A Double Bit Error Detection and Recovery Library for Accelerators

Xiuxia Zhang, Chinese Academy of Sciences, Institute of Computing Technology
May 30, 2014 1:30PM to 2:30PM
Building 240, Room 4301
Reliability is crucial to high performance computer systems, and it becomes more important as systems grow larger and more complex. Lots of work has been done in order to build more reliable computer systems. However, accelerators still lack automatic soft error detection and handling features. For example, even the latest GPUs do not include double bit error correcting mechanisms. In this talk, we present a new solution designed and developed to address these issues. We built a fault detection and automatic recovery system into VOCL, a virtualization layer for OpenCL.

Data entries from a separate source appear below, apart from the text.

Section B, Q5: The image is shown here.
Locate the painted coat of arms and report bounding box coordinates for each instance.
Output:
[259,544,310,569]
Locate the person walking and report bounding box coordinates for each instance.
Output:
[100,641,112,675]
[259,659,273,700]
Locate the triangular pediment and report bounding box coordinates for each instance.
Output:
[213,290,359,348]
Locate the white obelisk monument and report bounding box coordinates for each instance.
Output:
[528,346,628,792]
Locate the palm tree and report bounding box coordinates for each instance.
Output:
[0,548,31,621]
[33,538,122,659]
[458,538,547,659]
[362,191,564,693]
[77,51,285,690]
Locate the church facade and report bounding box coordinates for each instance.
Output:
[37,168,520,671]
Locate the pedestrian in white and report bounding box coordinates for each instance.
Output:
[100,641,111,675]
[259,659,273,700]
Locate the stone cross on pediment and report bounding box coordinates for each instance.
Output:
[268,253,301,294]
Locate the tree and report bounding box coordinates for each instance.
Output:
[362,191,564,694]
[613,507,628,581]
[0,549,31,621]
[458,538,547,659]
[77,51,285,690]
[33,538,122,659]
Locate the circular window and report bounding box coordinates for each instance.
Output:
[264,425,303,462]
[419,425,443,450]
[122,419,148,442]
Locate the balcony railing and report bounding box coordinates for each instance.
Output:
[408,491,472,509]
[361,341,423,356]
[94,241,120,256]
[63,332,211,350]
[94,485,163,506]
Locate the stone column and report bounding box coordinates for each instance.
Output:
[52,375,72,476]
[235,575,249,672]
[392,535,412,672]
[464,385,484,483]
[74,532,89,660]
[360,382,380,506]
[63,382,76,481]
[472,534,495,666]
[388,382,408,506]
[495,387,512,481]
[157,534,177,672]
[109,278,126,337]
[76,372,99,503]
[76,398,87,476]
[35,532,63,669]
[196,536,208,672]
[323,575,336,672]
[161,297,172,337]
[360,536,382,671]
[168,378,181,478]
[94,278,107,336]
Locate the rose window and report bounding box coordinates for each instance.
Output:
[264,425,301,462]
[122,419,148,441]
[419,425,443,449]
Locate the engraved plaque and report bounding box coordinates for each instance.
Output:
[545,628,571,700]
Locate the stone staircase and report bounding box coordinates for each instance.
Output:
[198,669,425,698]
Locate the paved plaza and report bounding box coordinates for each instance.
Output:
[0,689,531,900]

This layer performs automatic ECC error detection and correction for double bit errors. We also provide optimizations for our double bit error detection scheme. We evaluate our solution on the Hokiespeed cluster at Virginia Tech. Results show that the overhead of our error detection and data protection schemes is comparable to previous work and avoids much of the unnecessary data replication during checkpointing when applying our optimizations while providing automatic recovery mechanisms which were previously unavailable.

Xiuxia Zhang is a second year PhD. candidate from Chinese Academy of Sciences, Institute of Computing Technology, working in Mingyu Chen's group. She has been working at Argonne with Pavan Balaji's group for 12 months. Her research interests include application tuning on accelerators, parallel algorithms, and compiler techniques.